When a structural member is "cut" at an imaginary section, the internal forces and moment at that section must be exposed to maintain equilibrium of the isolated portion. At any cross section, three internal resultants exist (in 2D): the normal force N acting along the member's axis, the shear force V acting perpendicular to the axis, and the bending moment M. These are found by drawing a free-body diagram of either portion of the cut member and applying the three equilibrium equations: sum of forces in x, sum of forces in y, and sum of moments about the cut point. The section method is the foundation for understanding how beams, columns, and frames carry loads internally, and it directly leads to stress analysis in mechanics of materials.
Always find external support reactions first, then pass an imaginary cut at the section of interest and draw the FBD of the simpler side (fewer loads). Assume positive internal forces using the standard sign convention (tension positive for N, clockwise rotation for positive V, concave-up bending for positive M). Taking moments about the cut point eliminates N and V, solving for M directly.

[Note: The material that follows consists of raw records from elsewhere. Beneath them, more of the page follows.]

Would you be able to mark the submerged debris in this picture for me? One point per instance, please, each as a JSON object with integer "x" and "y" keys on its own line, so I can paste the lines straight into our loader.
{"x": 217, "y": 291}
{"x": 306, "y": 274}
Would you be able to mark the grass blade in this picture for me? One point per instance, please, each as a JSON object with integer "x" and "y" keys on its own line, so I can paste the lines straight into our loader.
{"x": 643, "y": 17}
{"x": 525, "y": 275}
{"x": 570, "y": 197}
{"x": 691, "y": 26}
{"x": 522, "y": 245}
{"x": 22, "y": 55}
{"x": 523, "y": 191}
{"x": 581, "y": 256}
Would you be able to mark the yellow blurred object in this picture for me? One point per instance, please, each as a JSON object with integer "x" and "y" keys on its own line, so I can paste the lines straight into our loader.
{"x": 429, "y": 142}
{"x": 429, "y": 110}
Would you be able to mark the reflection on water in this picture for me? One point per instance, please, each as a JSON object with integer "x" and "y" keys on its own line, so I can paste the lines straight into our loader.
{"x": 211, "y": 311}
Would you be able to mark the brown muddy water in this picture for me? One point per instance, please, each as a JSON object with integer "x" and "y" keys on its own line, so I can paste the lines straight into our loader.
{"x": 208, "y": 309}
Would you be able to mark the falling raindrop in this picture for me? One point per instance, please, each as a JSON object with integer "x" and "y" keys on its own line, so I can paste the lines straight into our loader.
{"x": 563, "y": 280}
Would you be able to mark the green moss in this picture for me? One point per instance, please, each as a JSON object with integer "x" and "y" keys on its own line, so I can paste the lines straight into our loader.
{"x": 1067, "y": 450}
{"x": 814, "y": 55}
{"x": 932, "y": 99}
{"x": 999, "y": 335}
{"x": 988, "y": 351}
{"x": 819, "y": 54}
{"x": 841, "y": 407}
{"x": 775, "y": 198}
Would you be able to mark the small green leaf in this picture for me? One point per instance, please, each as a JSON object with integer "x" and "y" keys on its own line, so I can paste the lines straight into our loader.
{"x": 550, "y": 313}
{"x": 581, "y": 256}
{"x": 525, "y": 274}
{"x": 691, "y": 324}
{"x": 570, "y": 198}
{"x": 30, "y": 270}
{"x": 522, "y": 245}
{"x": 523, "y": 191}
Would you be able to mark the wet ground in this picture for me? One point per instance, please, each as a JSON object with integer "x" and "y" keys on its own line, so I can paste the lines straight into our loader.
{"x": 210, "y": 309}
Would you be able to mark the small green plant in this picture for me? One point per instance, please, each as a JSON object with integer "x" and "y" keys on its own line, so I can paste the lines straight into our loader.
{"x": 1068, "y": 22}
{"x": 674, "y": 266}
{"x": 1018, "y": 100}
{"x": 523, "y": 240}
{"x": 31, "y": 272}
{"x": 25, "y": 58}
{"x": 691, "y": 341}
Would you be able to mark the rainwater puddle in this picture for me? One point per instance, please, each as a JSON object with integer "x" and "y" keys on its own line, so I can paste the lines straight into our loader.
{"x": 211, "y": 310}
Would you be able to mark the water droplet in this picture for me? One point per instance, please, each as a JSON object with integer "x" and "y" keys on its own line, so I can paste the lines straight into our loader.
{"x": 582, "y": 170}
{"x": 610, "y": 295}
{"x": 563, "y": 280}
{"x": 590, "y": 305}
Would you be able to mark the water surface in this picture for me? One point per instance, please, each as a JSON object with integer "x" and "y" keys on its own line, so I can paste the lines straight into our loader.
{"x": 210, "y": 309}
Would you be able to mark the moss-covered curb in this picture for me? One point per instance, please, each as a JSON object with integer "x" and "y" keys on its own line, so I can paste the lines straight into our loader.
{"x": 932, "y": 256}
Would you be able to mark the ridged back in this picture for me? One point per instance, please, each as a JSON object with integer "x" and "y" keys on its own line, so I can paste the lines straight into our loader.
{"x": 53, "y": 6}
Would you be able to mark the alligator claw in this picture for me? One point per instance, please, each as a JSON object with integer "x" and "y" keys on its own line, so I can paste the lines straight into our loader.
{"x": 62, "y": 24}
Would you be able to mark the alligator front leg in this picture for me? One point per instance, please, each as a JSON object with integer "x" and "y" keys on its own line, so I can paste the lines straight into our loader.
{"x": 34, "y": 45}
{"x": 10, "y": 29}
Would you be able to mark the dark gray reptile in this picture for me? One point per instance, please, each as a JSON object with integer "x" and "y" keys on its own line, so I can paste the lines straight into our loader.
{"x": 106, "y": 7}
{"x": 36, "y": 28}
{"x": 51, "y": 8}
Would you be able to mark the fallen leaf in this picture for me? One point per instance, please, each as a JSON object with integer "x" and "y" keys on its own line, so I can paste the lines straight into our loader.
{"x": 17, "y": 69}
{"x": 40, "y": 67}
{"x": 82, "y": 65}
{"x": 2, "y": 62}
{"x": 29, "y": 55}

When you draw a free-body diagram of an entire structure, you can find the support reactions — the external forces and moments the supports exert on the structure. But this tells you nothing about what is happening *inside* the structure. A beam carrying a heavy load might be about to snap at its midpoint even though it's perfectly balanced as a whole. To find the internal forces, you need the section method: mentally cut through the member and ask, "what forces must exist at this cut to keep the piece I'm holding in equilibrium?"
At any 2D cross section, three internal resultants act: the normal force N (along the member axis — tension or compression), the shear force V (perpendicular to the axis — tends to slide one face past the other), and the bending moment M (the tendency to rotate about the cross section). These three quantities fully characterize the internal state of the member at that point. After making the cut, isolate either portion and apply the three equilibrium equations: ΣFₓ = 0, ΣFy = 0, ΣMcut = 0. Taking moments about the cut point is particularly powerful because it eliminates N and V from the moment equation, solving directly for M.
Always begin by finding all *external* support reactions before making any cuts. The reactions are found from equilibrium of the whole structure and are prerequisites to finding internal forces at any section. Once reactions are known, choose the simpler side of the cut — the side with fewer loads — to minimize algebra. Assume the standard positive sign convention (tension positive for N, specific shear direction positive for V, concave-up bending positive for M) before you start. Consistent sign convention is what allows you to build shear force and bending moment diagrams from many cuts — the topic this directly leads to.
The section method is the conceptual foundation for all of mechanics of materials. Once you know V and M at a section, you can compute the stress distribution across the cross section — shear stress from V, bending (normal) stress from M. Structural failures happen when these stresses exceed material limits. The internal forces you expose here are exactly what engineers design against when they size beams and check safety factors.